Zone 2: This area is in Tendring and does not seem to be shown for University Use on the Tendring maps. The Colchester produced East Colchester map shows a de-allocation of land currently assigned for University expansion lying to the south and west of Boundary Road with an area to the east of Colchester Road, south of the A133 (the Tendring land) being allocated instead. There does not seem to be a reference to the de-allocation in the text. This de-allocation is strongly supported. The policy, as worded, for zone 2 includes the word "housing". If housing means student residences then the Wivenhoe Society would be happy with this but we do not consider it a suitable location for general housing. If the decision is made that the Garden Settlement to the north of the A133 is not going to be put forward then possibly some of the land adjacent to that allocated for Knowledge Gateway expansion would be a better location than the suggested zone 2

SS18 - Wivenhoe
The Wivenhoe Society welcomes the fact that the Local Plan is in accord with the draft Neighbourhood Plan though this has yet to go to referendum.

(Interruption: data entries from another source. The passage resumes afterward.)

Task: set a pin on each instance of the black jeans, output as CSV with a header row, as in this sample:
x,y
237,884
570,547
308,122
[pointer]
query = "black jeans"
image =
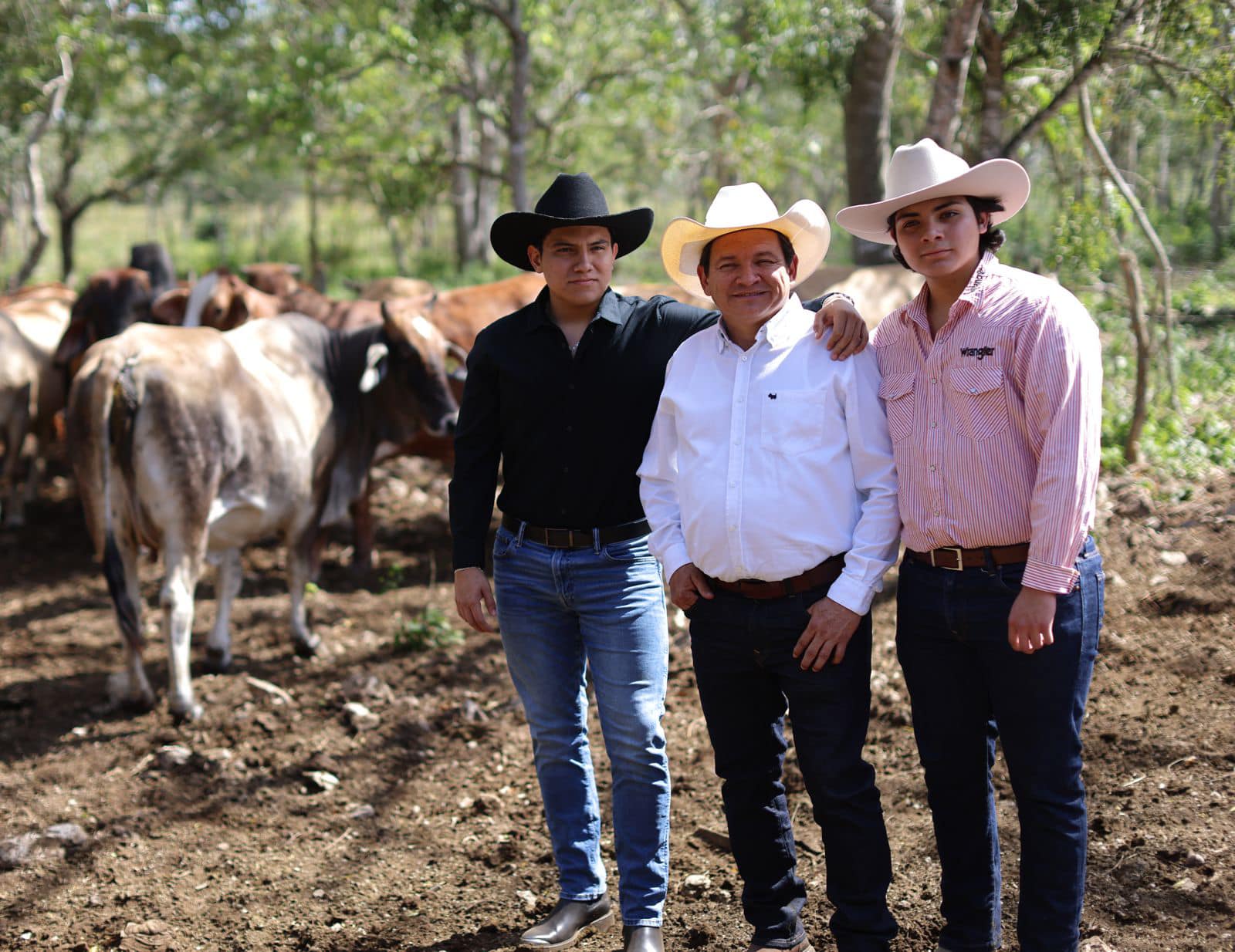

(Small data/factual points paragraph 6.237 : The paragraph refers to a number of new homes within the Parish which will be allocated in the University Garden Village. The administrative area, Wivenhoe Parish, is the land to the south of Boundary Road. The land to the north of the A133 lies in Wivenhoe Ward but not Wivenhoe Parish. The number of existing dwellings is underestimated.
The combined wards of Wivenhoe Cross and Wivenhoe Quay, which now form Wivenhoe ward, contained 3,595 dwellings in 2011 and Wivenhoe Parish which includes the Town had 3,482 dwellings in 2011. There has been some building since 2011.)

Policy DM10 - Housing Diversity
Whilst this policy as presently worded mentions CBC's aspiration to 'secure a range of housing types and tenures' it is not clear how CBC 'will require developers to demonstrate how their proposal will be capable of meeting and adapting to the needs of its increasing numbers of older residents'. This policy needs to be strengthened in some way.

DM17 Retention of Open Space
This is worded in a similar fashion to current policy DP15. The wording of the last paragraph in the policy should be tightened up. It reads "Additionally development that would result in the loss of any small incidental areas of open space not specifically identified on the Proposals Map but which contribute to the character of existing residential neighbourhoods, and any registered common, heathland or village green or which to contribute to green infrastructure will not be permitted"

At two recent planning appeals the inspector interpreted "contribute to the character of existing residential neighbourhoods" as being solely concerned with visual appearance and not relevant to the recreational value of the incidental open space. If the policy is intended to protect small play/amenity spaces not shown on the Proposals Map could we suggest it is made clear that the amenity value as well as visual appearance is to be protected?